Antonio Candreva
Antonio Candreva

Milano, 5 settembre 2018 - Dalla lista delle cessioni a quella della Champions, bastano un gol e una manciata di minuti: la sorte di Antonio Candreva probabilmente è cambiata sabato scorso, perché nel 3-0 dell’Inter a Bologna, più del primo gol di Nainggolan, aveva fatto notizia la sua marcatura, con cui ha azzerato cinquecentoquattro giorni di crisi. Era subentrato a Keita al 79’, e gli sono bastati 180” per raccogliere l’assist di Perisic e scaraventare in rete la palla del raddoppio. Facile no? No, perché Candreva, in maglia nerazzurra, non segnava dal derby di aprile del 2017: tanto, troppo tempo per un giocatore dalle qualità indiscusse. E nonostante nello scorso campionato fosse stato il primo della squadra per occasioni create e secondo per assist dietro a Perisic, il rapporto d’amore e d’applausi conl’Inter e i suoi tifosi, si era lentamente trasformato in fischi e contestazioni. L’epilogo sembrava ad un passo, quando all’inizio di agosto la società l’aveva inserito nella trattativa Keita-Monaco, e qualche club spagnolo sondava il terreno per assicurarsi le prestazioni del giocatore. Ma l’affare col club francese si era concluso a prescindere, e all’ipotesi Liga, Candreva aveva ribadito un no secco.

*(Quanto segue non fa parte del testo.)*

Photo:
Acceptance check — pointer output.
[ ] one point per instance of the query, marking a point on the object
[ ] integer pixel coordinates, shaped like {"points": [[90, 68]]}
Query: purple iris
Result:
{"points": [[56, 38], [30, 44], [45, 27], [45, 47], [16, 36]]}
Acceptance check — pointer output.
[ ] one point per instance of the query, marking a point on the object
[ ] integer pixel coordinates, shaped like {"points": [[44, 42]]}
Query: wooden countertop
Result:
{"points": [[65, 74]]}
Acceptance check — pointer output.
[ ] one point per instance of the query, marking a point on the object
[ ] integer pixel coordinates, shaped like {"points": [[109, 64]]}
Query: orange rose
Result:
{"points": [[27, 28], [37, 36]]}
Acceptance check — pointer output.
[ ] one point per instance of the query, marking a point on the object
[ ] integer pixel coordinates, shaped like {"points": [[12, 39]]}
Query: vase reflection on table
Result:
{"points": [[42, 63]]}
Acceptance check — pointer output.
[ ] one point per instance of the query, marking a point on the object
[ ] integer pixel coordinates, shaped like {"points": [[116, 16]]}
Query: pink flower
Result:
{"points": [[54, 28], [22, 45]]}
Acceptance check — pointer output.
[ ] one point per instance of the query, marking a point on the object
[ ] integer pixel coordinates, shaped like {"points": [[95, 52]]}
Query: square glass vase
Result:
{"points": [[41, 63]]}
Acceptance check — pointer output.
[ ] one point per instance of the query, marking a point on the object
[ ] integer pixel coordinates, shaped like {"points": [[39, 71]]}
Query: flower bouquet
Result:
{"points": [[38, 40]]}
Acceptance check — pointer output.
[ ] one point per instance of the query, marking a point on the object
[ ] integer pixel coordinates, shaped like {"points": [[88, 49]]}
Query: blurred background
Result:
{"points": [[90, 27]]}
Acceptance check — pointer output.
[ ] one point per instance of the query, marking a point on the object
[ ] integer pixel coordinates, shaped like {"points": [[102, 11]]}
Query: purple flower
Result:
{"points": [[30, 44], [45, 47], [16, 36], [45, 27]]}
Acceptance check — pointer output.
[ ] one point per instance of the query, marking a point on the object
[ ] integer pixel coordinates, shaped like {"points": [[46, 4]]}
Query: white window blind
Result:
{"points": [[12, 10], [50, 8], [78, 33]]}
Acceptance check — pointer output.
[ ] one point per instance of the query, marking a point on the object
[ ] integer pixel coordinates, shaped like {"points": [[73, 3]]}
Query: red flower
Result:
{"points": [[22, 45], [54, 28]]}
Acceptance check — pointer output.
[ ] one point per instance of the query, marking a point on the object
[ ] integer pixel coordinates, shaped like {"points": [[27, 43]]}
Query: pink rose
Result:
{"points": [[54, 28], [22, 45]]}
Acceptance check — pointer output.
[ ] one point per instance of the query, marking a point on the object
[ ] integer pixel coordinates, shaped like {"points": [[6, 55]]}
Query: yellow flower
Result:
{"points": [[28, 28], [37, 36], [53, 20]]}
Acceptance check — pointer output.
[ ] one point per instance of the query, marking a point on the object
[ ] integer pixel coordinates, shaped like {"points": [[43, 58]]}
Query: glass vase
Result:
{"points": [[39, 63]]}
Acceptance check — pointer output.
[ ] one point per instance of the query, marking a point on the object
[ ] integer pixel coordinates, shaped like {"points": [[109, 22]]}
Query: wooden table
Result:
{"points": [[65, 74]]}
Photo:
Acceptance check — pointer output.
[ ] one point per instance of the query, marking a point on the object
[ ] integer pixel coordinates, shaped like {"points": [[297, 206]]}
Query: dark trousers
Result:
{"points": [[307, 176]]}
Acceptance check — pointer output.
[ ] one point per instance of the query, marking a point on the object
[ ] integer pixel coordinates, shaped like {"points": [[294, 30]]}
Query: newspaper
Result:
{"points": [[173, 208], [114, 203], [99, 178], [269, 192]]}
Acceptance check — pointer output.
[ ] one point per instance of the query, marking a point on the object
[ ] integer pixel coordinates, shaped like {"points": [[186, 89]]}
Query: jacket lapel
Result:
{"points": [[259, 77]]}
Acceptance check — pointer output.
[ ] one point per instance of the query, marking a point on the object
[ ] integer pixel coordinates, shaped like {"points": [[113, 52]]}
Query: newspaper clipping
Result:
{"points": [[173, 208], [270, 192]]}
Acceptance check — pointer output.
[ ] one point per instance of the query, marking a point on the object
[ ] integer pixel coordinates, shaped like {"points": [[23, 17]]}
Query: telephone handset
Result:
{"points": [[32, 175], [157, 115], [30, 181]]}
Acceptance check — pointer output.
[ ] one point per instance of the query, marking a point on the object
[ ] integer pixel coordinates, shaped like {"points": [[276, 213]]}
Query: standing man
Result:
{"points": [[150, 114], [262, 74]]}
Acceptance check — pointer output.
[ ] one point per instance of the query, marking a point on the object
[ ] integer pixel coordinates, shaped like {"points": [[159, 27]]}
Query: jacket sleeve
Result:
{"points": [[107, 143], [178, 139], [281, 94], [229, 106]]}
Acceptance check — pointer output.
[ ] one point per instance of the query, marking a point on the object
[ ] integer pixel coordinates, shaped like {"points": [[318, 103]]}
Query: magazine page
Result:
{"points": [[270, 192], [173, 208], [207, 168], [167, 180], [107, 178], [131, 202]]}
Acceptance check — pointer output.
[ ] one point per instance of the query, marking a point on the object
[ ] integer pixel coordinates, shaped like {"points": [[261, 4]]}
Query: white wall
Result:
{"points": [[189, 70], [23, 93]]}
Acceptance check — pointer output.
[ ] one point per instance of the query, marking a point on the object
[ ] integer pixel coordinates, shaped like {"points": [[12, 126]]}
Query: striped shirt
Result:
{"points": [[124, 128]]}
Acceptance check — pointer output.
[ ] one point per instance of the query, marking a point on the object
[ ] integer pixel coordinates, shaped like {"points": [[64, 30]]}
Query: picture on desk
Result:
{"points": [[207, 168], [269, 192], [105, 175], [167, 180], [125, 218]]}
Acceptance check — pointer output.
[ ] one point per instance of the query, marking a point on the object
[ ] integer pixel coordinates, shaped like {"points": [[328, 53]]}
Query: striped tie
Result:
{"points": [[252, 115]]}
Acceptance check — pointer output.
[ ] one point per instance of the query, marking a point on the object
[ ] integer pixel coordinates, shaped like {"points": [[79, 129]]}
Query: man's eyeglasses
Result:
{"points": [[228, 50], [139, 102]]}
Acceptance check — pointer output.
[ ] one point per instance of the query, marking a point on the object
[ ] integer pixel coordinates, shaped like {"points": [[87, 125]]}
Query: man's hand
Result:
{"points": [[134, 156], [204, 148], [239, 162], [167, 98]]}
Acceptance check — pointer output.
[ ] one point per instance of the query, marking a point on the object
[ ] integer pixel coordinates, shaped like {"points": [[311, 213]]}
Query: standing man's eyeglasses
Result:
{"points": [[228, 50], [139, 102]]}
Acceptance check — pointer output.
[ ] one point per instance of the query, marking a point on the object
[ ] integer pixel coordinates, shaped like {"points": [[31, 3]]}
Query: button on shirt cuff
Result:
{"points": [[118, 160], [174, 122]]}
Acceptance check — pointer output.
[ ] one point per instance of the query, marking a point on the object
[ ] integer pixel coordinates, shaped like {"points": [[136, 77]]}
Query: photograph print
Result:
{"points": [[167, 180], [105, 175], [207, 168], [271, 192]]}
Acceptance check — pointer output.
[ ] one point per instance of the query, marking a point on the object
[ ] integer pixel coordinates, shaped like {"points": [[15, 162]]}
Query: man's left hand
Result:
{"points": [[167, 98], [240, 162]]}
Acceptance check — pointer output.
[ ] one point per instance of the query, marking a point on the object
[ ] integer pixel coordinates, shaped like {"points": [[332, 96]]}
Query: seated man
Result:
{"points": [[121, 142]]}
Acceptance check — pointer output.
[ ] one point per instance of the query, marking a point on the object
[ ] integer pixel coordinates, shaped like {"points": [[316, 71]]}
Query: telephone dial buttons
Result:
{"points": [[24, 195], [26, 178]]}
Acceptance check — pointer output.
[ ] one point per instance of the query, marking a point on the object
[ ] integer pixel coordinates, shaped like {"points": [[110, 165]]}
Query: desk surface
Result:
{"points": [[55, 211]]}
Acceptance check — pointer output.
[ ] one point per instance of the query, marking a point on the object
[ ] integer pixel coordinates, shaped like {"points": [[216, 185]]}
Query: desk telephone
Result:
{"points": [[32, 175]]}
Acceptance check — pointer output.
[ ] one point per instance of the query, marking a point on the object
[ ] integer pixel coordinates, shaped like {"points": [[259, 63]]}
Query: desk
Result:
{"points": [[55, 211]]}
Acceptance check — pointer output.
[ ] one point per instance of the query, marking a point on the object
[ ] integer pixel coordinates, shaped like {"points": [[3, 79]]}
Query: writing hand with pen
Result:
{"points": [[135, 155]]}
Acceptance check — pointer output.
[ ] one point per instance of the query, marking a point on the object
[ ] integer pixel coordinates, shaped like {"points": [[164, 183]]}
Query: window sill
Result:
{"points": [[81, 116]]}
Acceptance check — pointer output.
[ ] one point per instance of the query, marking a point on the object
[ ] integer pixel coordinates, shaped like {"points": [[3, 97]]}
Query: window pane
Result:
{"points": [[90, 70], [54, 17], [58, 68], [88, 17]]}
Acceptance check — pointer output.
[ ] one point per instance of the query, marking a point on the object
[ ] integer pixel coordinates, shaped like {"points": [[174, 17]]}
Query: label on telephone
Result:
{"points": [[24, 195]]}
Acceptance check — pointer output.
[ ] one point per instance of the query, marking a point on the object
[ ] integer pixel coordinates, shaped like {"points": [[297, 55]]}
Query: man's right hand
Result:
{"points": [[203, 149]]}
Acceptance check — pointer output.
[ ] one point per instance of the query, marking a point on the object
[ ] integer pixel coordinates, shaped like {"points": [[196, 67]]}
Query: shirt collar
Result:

Evidentemente alla causa nerazzurra, l’esterno romano tiene molto; al punto di volersi giocare le sue possibilità in mezzo a una fitta concorrenza (oltre a Keita, l’Inter a fine giugno aveva accolto Politano, teoricamente più incline al gol rispetto al compagno). Dalla parte di Candreva tuttavia si è sempre schierato Luciano Spalletti, che l’ha sempre ritenuto un elemento utile al progetto e non l’ha mai escluso dalla rosa. Comprensibile, perché se si guarda alla carriera del classe ’87, il basso rendimento e la scarsità realizzativa, costituiscono un’anomalia riducibile alla scorsa annata. La Serie A 2017/18 è stata sicuramente un’annata nefasta per il trentunenne romano, e lo dimostrano sia i dati (cento tiri verso la porta, zero gol) che il suo modo di stare in campo: in un sistema di gioco con un baricentro sempre più alto, Candreva faticava ad essere incisivo e tendeva a commettere sempre gli stessi errori, nonostante le qualità tecniche, la resistenza e la coordinazione.

Ma quest'anno è partito sotto un’altra luce, l’Inter giocherà tre competizioni, e in un ipotetico cambio di modulo, magari un 433, potrebbe trovare la sua dimensione ideale e rappresentare più di un’alternativa a Politano. Intanto, per lui, è momento di nascite e rinascita: alla compagna Allegra e al figlio in arrivo era andata la dedica dopo il gol al Dall’Ara.